An IPO revival would be welcome news for biotech, after weathering a market downturn for much of the past two years. IPOs are an important financing step for young companies and a way of generating returns for their investors.
But they’ve been particularly difficult to pull off of late, with the number of offerings in 2022 and 2023 falling nearly 80% from their peak in 2021. Only 19 companies priced an IPO in 2023, the lowest total in at least six years, according to BioPharma Dive data.
Stock market performance has been mixed, with less than half of last year’s IPO class trading at or above their offering price. Small upticks in IPO activity in recent quarters have been followed by long dry spells. Before CG’s offering, the last biotech IPO was in early November.
There have been signs of optimism, though, spurred by dealmaking and the prospect of interest rate cuts by the Federal Reserve. So far, the beneficiaries appear to be companies further along in drug development, rather than in earlier stages.

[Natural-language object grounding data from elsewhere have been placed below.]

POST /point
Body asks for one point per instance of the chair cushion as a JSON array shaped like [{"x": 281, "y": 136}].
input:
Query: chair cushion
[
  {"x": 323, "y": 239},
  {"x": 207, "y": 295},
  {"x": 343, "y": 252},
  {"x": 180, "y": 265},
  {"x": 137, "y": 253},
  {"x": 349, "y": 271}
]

CG, for instance, has a drug already in Phase 3 testing. With its pricing, six of the last seven biotech IPOs involved companies with drugs in at least Phase 2. Three of the other four biotechs to recently file for an offering — Arrivent, Alto Neuroscience and Kyverna — fit that profile as well. By comparison, nearly two-thirds of companies that went public in 2020 and 2021 were in preclinical or Phase 1 testing, BioPharma Dive data show.
“IPOs were largely driven by new technology” a few years ago, said Kazi Helal, a senior analyst at PitchBook. "But now we're actually waiting for technology to mature."

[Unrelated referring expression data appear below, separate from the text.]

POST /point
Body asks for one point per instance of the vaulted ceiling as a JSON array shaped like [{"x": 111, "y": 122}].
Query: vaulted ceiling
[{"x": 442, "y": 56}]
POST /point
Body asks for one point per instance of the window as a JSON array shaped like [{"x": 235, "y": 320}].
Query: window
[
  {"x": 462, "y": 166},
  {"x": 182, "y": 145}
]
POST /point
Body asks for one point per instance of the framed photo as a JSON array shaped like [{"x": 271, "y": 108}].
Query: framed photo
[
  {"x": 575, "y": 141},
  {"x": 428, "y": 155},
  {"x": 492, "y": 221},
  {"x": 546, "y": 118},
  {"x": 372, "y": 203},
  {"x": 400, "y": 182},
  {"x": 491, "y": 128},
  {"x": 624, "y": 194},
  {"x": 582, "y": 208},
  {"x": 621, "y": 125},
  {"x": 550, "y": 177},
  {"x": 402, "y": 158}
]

The interest in CG stems from a drug called cretostimogene grenadenorepvec, which the company is developing for non-muscle invasive bladder cancer. The medicine, a type of immunotherapy known as an oncolytic virus, is being tested in a handful of studies, among them a late-stage monotherapy trial and a Phase 2 combination study with Merck & Co.’s Keytruda.

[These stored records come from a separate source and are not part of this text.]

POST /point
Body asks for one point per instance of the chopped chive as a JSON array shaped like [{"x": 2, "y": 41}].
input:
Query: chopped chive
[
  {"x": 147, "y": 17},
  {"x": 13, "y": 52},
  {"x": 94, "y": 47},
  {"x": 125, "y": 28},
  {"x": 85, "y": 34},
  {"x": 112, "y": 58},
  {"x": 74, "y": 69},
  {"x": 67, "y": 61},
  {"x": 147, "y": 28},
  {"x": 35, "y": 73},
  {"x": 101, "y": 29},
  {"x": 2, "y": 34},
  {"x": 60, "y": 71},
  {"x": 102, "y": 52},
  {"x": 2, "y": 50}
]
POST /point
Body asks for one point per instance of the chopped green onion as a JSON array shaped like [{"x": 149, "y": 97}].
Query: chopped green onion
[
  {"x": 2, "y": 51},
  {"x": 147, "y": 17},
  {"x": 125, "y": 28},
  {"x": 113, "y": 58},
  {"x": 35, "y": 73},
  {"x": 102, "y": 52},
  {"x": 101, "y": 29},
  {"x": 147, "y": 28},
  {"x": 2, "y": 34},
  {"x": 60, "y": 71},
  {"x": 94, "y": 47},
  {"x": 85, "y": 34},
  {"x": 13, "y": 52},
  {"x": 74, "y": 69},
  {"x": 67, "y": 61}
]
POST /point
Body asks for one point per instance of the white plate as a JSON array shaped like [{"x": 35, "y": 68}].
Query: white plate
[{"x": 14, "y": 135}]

CG is developing cretostimogene grenadenorepvec for patients whose cancer progresses or relapses after standard immunotherapy and a surgical procedure. About half of patients who respond to that regimen later have their disease recur, after which there are limited treatment options, the company said in its IPO filing.
The drug has shown promise in that setting in an ongoing Phase 3 trial. Interim results last year revealed that 50 of the 66 evaluable study participants had no detectable cancer after receiving treatment. About three-quarters of those so-called complete responses lasted for at least six months. Side effects were mostly mild to moderate in nature. Updated results from the study are expected later this year.
CG’s road to an IPO is a sign of the times, as during the downturn, startups have had to stay private for longer. The company raised $308 million before its offering, including a $105 million Series F “crossover” round that bridged it to the public markets.
“Because the IPO market is so much more difficult, you really need to see this broad support before,” said Michael Rome, a managing director at CG investor Foresite Capital, in an interview last year.